According to The Hitchhiker's Guide to the Galaxy, "A towel is about the most massively useful thing an interstellar hitchhiker can have." The link above gives some of the many ways a towel helps, such as (I'm not making these up!) "use it to sail a miniraft down the slow heavy River Moth; wet it for use in hand-to-hand-combat; wrap it round your head to ward off noxious fumes or avoid the gaze of the Ravenous Bugblatter Beast of Traal (such a mind-boggingly stupid animal, it assumes that if you can't see it, it can't see you)" and so on. But amazingly, Douglas Adams left out the value of towels in table tennis.
Let's start with the obvious: you use a towel to wipe sweat away and to wipe your paddle and the ball off. (If it's humid and you sweat a lot, ideally have two towels, one for you, one for your paddle and the ball.) But there's another huge reason to have a towel in table tennis, and it's not so "You can wrap it around you for warmth as you bound across the cold moons of Jaglan Beta."

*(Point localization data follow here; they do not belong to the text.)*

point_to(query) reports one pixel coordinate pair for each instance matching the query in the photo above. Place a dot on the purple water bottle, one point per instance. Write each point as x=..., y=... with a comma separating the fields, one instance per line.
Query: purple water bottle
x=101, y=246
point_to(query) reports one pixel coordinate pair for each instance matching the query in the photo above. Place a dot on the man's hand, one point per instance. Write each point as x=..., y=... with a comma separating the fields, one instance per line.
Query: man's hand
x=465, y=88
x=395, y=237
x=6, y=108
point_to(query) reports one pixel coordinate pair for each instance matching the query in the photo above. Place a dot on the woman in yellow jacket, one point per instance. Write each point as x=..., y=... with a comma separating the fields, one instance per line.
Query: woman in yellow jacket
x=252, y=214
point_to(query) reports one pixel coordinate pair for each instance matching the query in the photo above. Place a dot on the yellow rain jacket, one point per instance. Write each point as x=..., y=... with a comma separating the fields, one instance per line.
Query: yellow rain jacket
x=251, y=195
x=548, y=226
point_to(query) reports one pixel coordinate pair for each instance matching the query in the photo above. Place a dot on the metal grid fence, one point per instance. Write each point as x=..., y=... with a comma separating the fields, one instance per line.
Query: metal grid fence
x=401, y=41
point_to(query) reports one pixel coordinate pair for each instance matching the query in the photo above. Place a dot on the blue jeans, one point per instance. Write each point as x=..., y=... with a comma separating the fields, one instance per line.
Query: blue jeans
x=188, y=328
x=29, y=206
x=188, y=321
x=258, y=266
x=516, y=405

The other reason for a towel is so you can towel off every six points. You might way, "Why do I need to towel off if I'm not sweating?" Putting aside the question of why you aren't sweating (you should if you are playing the Olympic Sport of Table Tennis), there's a more practical reason. It gives you an ongoing habit that allows you to take a mental break, clear your mind, and focus. If you do this regularly, it becomes part of your routine, and really helps the mental aspect of your game in a Pavlovian way. Your subconscious is no different than a dog's in this. (Besides coaching table tennis, I'm a writer, and I also use Pavlovian techniques - after many years of doing so, all I have to do is drink a Dr Pepper and I go into writing mode.) When I coach players, I'm always harping on making towel breaks a habit.
The game is more mental than physical and taking that towel break is an important mental weapon. Take it!